Davey arrived at number seventeen The Terrace at exactly seven o’clock in the evening. She had thought about asking him for a meal but her courage hadn’t run to it, and now when she answered the door to his knock her face was burning with colour and quite at variance with the white frozen world outside, the glow suffusing her skin almost scarlet.
 
‘It was very good of you to come.’ It was formal, too formal, and she tried to lighten her tone as she added, ‘I’ve just put Erik to bed, he was asleep on his feet. We’ve been out in the fresh air most of the day building an igloo in the garden, of all things.’
 
‘An igloo?’ He raised dark eyebrows.
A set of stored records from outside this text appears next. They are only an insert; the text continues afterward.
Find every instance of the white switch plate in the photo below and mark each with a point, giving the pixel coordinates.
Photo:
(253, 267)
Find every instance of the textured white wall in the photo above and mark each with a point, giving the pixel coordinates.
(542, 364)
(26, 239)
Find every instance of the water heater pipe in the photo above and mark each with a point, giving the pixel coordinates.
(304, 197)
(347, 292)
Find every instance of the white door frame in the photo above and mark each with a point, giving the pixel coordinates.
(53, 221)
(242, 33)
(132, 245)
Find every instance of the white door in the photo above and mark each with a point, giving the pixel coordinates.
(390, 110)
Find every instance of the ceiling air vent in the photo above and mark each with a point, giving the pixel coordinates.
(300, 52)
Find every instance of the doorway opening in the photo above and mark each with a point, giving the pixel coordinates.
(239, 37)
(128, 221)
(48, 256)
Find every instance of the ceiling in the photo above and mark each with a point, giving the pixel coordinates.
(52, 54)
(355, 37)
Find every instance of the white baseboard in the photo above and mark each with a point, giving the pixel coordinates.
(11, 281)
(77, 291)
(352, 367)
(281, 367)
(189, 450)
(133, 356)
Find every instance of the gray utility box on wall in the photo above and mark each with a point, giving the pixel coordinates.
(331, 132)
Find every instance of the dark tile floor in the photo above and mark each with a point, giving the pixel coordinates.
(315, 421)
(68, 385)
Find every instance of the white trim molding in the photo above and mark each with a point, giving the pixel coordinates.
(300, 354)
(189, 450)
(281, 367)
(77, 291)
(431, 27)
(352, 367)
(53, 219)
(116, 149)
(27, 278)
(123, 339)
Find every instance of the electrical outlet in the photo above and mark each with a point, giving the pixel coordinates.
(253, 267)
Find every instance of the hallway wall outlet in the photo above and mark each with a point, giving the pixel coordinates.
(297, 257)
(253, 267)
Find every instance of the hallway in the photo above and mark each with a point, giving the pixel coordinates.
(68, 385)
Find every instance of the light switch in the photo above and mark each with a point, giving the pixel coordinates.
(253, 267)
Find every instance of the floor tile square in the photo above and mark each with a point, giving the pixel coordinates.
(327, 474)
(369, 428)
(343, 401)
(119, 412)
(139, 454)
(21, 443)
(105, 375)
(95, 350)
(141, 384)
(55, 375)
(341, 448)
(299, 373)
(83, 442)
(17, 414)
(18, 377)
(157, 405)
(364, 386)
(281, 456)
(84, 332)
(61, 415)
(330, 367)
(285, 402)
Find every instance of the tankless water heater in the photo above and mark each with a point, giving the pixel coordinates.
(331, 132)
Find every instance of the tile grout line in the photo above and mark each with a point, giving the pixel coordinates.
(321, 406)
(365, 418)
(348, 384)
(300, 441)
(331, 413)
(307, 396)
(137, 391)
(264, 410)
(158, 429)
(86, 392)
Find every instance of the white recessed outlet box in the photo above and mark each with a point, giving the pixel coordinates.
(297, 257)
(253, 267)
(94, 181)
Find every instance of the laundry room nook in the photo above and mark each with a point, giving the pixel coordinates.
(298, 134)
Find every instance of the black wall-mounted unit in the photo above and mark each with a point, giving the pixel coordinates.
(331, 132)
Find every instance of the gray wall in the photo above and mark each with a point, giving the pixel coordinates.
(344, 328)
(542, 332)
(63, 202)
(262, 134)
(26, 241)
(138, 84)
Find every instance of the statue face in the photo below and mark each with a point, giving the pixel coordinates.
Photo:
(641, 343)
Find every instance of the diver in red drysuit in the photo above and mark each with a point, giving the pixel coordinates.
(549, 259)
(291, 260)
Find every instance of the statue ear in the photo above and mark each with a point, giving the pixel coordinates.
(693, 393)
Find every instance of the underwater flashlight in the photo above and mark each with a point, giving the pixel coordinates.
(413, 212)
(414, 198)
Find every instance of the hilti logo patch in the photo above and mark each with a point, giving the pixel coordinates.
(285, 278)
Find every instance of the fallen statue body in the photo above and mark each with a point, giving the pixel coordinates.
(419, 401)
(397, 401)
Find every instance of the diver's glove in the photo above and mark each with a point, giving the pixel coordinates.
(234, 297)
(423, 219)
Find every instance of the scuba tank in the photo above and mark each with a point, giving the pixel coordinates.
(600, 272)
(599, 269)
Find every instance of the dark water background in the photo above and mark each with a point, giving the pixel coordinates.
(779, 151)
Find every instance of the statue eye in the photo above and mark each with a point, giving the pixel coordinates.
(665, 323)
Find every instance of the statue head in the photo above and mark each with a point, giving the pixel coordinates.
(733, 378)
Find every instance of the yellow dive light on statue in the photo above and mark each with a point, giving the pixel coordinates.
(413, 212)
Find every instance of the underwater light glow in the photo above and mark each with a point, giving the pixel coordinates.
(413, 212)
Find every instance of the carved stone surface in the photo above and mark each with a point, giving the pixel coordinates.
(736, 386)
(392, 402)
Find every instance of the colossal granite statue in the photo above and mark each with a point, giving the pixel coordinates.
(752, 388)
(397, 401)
He might have known she would aspire to something more ambitious than the average snowman.
 
He looked at her for a long moment and then, when he realized his eyes were feasting on her face, quickly glanced behind her as he said, ‘Shall I come in?’
 
‘Oh I’m sorry, I don’t know what I’m thinking of. Please, come in.’ She was flustered and it showed.
 
Once in the sitting room she waved him to a chair, saying as she did so, ‘Would you care for a cup of tea?’
 
‘Thank you.’ He stood in front of the crackling fire, his tall lean body straight and stiff, and there was a brief embarrassing silence before Rosie said, ‘I’ll just go and . . .’ as she backed to the door.
 
Why had she asked him here? Once the door had shut behind Rosie Davey sank down into the proffered armchair, gazing round the bright attractive room as though it would provide the answer. Perhaps she was going to ask him what had happened between himself and Flora? She must know by now that the engagement was off; Flora had made no secret of the fact that she was seeing Peter again, but he had no idea how the news would have affected Rosie. Before Zachariah had died he would have bet his last penny that her feeling for him was still very much alive, in spite of the way she felt about her husband. But now? Since Zachariah’s death she had been reserved, cool even, until the night at the hospital. But she had needed a friendly face then, and likely that’s how she saw him now - merely as a friend.